I wonder if I really want to go to college, or if I just want to get out of here. Because I do want to get out of here. I think it's funny that I've never questioned if I could live on my own, but I've questioned plenty of times if I could handle the work in college, handle that pressure. It seems like everything might be more real in college. And art school? I don't know if I want to be an artist, or if I'm just going into art because it's something where I don't have to feel so fucking inadaquate all the time, like I do at school. I don't think it's going to help, really. And apparently a lot of the portfolio work I've been doing is wrong. Great. Really freeking great. I don't know how good I am, compared to other people. And part of the art school concept is that I won't have to compare myself any more, I won't have to care that my ACT and my GPA is so many points lower than everyone else's, that I didn't get a five on all my AP's, that I wasn't as advanced and as shiny and as perfect as they are. I have this dream that maybe, at art school, I won't have to feel bad about everything, that I can just exist and do my thing and be fine with that.

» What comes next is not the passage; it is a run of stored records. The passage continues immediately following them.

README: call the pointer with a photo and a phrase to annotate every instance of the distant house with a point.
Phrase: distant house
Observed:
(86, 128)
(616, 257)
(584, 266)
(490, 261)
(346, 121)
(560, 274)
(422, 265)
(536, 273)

And then I realize that after art school, I'm going to have to get a job and then be competing with everyone else. Even if I got published, I know I would push that competitive additude on myself, that I wouldn't feel okay about being mid-list while there are bestsellers out there, wondering what's wrong with me, wondering why more people aren't reading my book, wondering why they got the wrong message from it. And then, I would have those helpful friends asking "Is this based on real life?" No. It's not. You would like to think that you're him, I know. You're not. It was always supposed to be like that, all along. That's why you're not reading it.
And this, my friends, is what the month after NaNo really feels like. Too excited, too low, too meh. It's slightly worrying that NaNo makes me feel like this, but I can't explain it any other way. I feel good when I'm writing, and when you take away that adreneline, everything is suddenly a lot less colourful.
But I'll be fine, even if I don't see that now.